Many Canadians experience bleeding gums while brushing their teeth, but this is not a normal or healthy phenomenon.
Below, our Trenton dentists explain what conditions cause bleeding gums and why you should see a dentist about it.
Understanding Causation - How could I end up with bleeding gums?
While occasionally bleeding gums can be the result of wearing dentures that fit too tightly or brushing your teeth too aggressively, more frequent gum bleeding can also be a sign of more serious conditions or dental care issues, such as gum disease.
Gingivitis & Periodontitis - What are they and what do they have to do with bleeding gums?
When you don’t brush and floss correctly, plaque builds up on the gum line and can harden into tartar at an accelerated rate. Gingivitis - the first stage of gum disease - can cause your gums to become puffy and sore, and eventually bleed. Gingivitis can progress into more serious diseases.

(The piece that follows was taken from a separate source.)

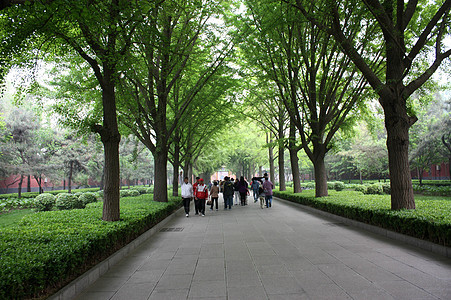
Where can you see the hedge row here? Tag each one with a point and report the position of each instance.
(48, 249)
(430, 220)
(28, 195)
(47, 200)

The second, more serious stage of gum disease is periodontitis, which is an infection of the tissues and bones that connect your teeth and gums, and can eventually cause bone and tooth loss. Oftentimes progression to this point can lead to certain teeth having to be removed as a part of treatment.
Bleeding While Brushing - What should I do next if my gums bleed during brushing?

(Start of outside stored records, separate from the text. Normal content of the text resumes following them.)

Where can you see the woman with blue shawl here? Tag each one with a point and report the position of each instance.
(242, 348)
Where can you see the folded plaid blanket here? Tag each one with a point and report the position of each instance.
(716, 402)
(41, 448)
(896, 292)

There are some at-home remedies you can try to limit bleeding while brushing, including:
- Brush and floss after each meal with a gentle fluoride toothpaste.
- Floss a minimum of once per day. Be sure to keep your floss somewhere highly visible, to help increase your likelihood of remembering to floss and protect your dental hygiene.
- Consider an electric toothbrush to help you clean your mouth more easily. Many electric toothbrushes have sensors to help communicate when you've done enough brushing, which is yet another reason using them often correlates with having fewer dental health problems.
- Rinse thoroughly with an anti-gingivitis, alcohol-free mouthwash. You can pick up a mouthwash that fits this description at your local pharmacy. Ask the pharmacist if you're unsure what you're looking for.
- See your dentist every 6 months and let them know of any changes, soreness, or sensitivity. Nothing is more effective than regular checkups with a professional when it comes to ensuring good oral health. Your dentist will not only provide a cleaning but also fully investigate to make sure your mouth is not currently afflicted by any manner of oral diseases - including gingivitis and periodontitis.